A new approach to penalty enforcement?
One of the basic doctrines of contract law for many years has been that a Court will not enforce a penalty provision. A penalty provision is a term in a contract which enables one party to punish the other. Punishment occurs when the consequences of a breach are such that the adverse affect on the party subject to the penalty is disproportionate to the loss the other has suffered.

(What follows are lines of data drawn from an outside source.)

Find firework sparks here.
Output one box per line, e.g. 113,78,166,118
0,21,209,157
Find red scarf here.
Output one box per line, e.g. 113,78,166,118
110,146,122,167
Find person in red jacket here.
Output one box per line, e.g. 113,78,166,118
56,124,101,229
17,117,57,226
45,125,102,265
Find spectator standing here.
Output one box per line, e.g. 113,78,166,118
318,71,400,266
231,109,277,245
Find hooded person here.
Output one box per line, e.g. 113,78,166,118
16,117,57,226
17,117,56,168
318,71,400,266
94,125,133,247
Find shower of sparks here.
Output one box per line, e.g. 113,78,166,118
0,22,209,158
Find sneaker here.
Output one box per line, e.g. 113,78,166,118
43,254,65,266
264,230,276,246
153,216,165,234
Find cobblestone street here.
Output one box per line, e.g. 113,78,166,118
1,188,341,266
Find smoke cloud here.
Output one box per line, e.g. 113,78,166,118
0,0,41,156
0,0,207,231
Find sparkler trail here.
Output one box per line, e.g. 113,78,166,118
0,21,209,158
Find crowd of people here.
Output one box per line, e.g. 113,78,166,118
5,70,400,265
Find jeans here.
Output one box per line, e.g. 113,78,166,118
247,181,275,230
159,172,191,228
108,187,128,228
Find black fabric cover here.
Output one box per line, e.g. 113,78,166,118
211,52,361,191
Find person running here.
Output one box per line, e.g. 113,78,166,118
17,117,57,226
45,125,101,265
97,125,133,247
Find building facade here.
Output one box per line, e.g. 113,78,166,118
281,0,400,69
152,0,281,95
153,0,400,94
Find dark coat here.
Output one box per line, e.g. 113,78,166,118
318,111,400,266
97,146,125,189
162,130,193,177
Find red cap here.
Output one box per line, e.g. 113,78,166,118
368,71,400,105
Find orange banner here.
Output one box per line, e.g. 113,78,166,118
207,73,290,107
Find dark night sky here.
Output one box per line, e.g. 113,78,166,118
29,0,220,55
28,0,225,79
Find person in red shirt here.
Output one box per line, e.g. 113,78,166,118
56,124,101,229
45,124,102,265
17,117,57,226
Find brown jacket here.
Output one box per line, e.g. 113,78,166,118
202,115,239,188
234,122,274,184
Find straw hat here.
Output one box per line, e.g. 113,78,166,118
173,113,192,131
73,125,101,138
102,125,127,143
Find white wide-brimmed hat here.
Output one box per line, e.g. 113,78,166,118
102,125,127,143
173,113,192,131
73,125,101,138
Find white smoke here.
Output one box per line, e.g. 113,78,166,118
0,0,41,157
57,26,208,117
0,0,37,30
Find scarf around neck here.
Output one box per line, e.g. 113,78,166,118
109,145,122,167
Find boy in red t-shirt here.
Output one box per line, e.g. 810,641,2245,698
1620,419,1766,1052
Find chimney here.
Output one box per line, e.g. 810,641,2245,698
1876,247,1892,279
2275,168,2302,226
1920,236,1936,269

The inclusion of a default provision is usually expressed as an obligation to pay liquidated damages. By liquidated, is meant an ascertainable fixed sum. The rule has been that the liquidated damages must be a genuine pre-estimate of loss. A recent High Court decision in New Zealand has changed the approach to enforceability of liquidated damages. In the case Honey Bees Preschools Limited sought to enforce an indemnity provision in relation to a breach of a deed which was collateral to their lease of the premises. The problem was the landlord had agreed to install a second lift in the premises and, by the deed, to indemnify Honey Bees for all obligations it may incur under the lease, including rent and other expenses if the lift was not fully operational by a particular date. Honey Bees sought to enforce the indemnity but the landlord’s defence was that it was an unenforceable penalty.
The Court considered whether the penalty doctrine applied only upon breach of contract, i.e. only clauses with secondary obligations to compensate for breach of primary obligations could be struck out as penalties. Recent cases in the United Kingdom and Australia have shown a difference in approach. The judge here preferred the United Kingdom approach, in that the penalty doctrine applied only to secondary obligations. The judge construed the indemnity as creating a liability which was secondary to the breach of the landlord’s primary obligation to install the lift. The indemnity was therefore capable of being characterised as a penalty, meaning the penalty doctrine applied. The question was whether it was in fact a penalty.
The Judge decided that the indemnity was not a penalty. It was there to protect Honey Bees’ legitimate business interests and its enforcement was proportionate to the protection sought. The Court’s focus was on Honey Bees’ reasons for wanting the installation of the lift, including:
(i) that the liability would only arise some 31 months after the document was executed, thereby giving the landlord more than ample opportunity to install the lift;
(ii) the landlord’s commercial knowledge was such that the landlord should have known of the importance of the lift;
(iii) Honey Bees had incurred significant expenditure on fitting out its premises; and
(iv) as a result of prior dealings, Honey Bees had doubts about the reliability of the landlord in relation to the installation of the second lift on time and the strongly worded indemnity therefore was appropriate as a consequence of non-performance.
From the point of view of commercial parties negotiating a contract, the inclusion of a provision indicating the purpose of the indemnity clause, including in particular identifying the interest being protected by the provision and its consequences if not performed, is now far more likely to be upheld by a Court. While any argument over enforcement will be dependent on its particular facts a party seeking to enforce an appropriately worded indemnity provision should have more confidence in the likelihood of a Court finding in its favour than had previously been the case.
The information contained in this paper is necessarily of a generalised nature and specific advice should be sought in relation to any particular situation.